One might stress the significance of the word discovery. There are worlds yet to be discovered through thinking. But it is not easy to be a complete thinker. Freud knew something about science but nothing about man’s spiritual nature. Marx knew about social structures but had no regard for the dignity of the individual. Rousseau believed in the General Will, but not in the particular thought.

Nietzsche was infatuated by the superman, but rejected God. Sartre extolled freedom, but his philosophy had little to say about responsibility. Comte praised abstract humanity, but had little regard for anyone who believed in a higher power.

Many of the thinkers whose thought shaped the modern world were not “complete thinkers.” Their thought remained incomplete, failing to be applicable to the many realms that make up reality.

We all need help no matter what endeavor or activity we pursue. An opera singer needs a mentor, an athlete needs a coach, a student need a teacher, a dancer needs an instructor, and a child needs a parent. To begin the challenging art of thinking by oneself, unaided by the wisdom of the ages, is bound to fail at some point.

Chesterton has very severe on this point. “Thinking in isolation and with pride,” he remarked, “ends in being an idiot.”

The one philosopher, more than any other, who placed his hope in solitary thinking is Rene Descartes. His famous phrase, “I think therefore I am,” did not inaugurate a new philosophy, but terminated it. It died the moment it was born because it could not make the connection between thought and reality.

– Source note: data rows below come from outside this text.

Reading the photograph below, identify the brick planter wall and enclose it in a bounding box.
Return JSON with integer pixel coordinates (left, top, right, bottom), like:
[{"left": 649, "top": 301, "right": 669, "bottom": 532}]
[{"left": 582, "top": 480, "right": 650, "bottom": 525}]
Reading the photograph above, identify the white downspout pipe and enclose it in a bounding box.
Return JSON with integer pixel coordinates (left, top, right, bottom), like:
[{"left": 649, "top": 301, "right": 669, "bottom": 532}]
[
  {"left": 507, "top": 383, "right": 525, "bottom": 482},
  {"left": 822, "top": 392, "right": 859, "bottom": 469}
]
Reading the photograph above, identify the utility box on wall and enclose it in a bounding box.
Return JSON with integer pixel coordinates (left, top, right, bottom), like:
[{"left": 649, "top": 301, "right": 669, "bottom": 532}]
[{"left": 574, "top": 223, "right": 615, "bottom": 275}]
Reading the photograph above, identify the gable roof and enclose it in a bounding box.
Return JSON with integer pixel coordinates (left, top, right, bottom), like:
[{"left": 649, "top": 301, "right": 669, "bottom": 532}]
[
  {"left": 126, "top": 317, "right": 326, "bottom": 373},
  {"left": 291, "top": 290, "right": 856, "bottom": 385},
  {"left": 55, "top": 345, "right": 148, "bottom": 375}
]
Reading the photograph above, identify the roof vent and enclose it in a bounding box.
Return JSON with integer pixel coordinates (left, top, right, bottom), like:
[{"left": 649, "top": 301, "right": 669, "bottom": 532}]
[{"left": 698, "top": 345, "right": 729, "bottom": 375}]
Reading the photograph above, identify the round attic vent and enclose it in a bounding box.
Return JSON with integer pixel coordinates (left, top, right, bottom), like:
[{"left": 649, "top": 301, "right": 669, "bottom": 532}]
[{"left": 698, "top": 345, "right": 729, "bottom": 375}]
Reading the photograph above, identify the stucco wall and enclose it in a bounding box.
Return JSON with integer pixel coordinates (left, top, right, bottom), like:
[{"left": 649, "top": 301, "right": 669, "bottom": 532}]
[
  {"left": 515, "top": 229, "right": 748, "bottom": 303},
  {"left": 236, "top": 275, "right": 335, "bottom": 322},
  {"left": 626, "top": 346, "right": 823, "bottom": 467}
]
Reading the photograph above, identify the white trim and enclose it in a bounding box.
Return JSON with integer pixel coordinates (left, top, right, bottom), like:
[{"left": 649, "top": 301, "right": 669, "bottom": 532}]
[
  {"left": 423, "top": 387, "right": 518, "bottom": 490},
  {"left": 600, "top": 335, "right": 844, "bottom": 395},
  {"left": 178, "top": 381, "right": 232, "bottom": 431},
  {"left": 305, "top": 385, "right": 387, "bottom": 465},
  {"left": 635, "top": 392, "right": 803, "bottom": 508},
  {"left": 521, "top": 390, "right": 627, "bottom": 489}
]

His thinking affirmed his own being but could not cross over and affirm anyone else’s.

His philosophy logically ended in solipsism, the strange view that only the thinker has real existence.

Alexis de Tocqueville made the comment, in his classic Democracy in America, that all Americans are Cartesians, even though none of them have read Descartes. Cartesianism is in the air and is highly infectious. The notion that I can produce my own philosophy from my own solitary starting point is pandemic.

Jacques Maritain has made reference to this problem. In The Dream of Descartes he states: “Every modern philosopher is a Cartesian in the sense that he looks upon himself as starting off in the absolute, and as having the mission of bringing men a new conception of the world.”

To be a realistic thinker, one must be aware of the traps. The Church helps us to identify the traps and keep us on the right course. The Church is Magister.

Returning to Steve Allen, that wonderfully charming host of the first Tonight Show: After he left the Church, he identified himself as a “humanist.” And for his humanistic efforts he received many awards from various humanist societies.

The essential problem with “humanism,” however, despite its universal sounding name, is that it does not include all humans.

It excludes, for example, orthodox Catholics who have a broader and more inclusive view of human beings. Catholics believe that all human beings have infinite value and are equally loved by God. Here is an example of what Dale Ahlquist means by being a “complete thinker.” Thinking is not complete if it purports to include everyone, and yet excludes probably more than it includes.

E.F. Schumacher’s Guide for the Perplexed is a modern version of the one Moses Maimonides wrote back in the twelfth century by that same title. We are all, to a certain extent, perplexed. Therefore, we need help. The Church will not abandon us. We must be wary, however, not to abandon the Church.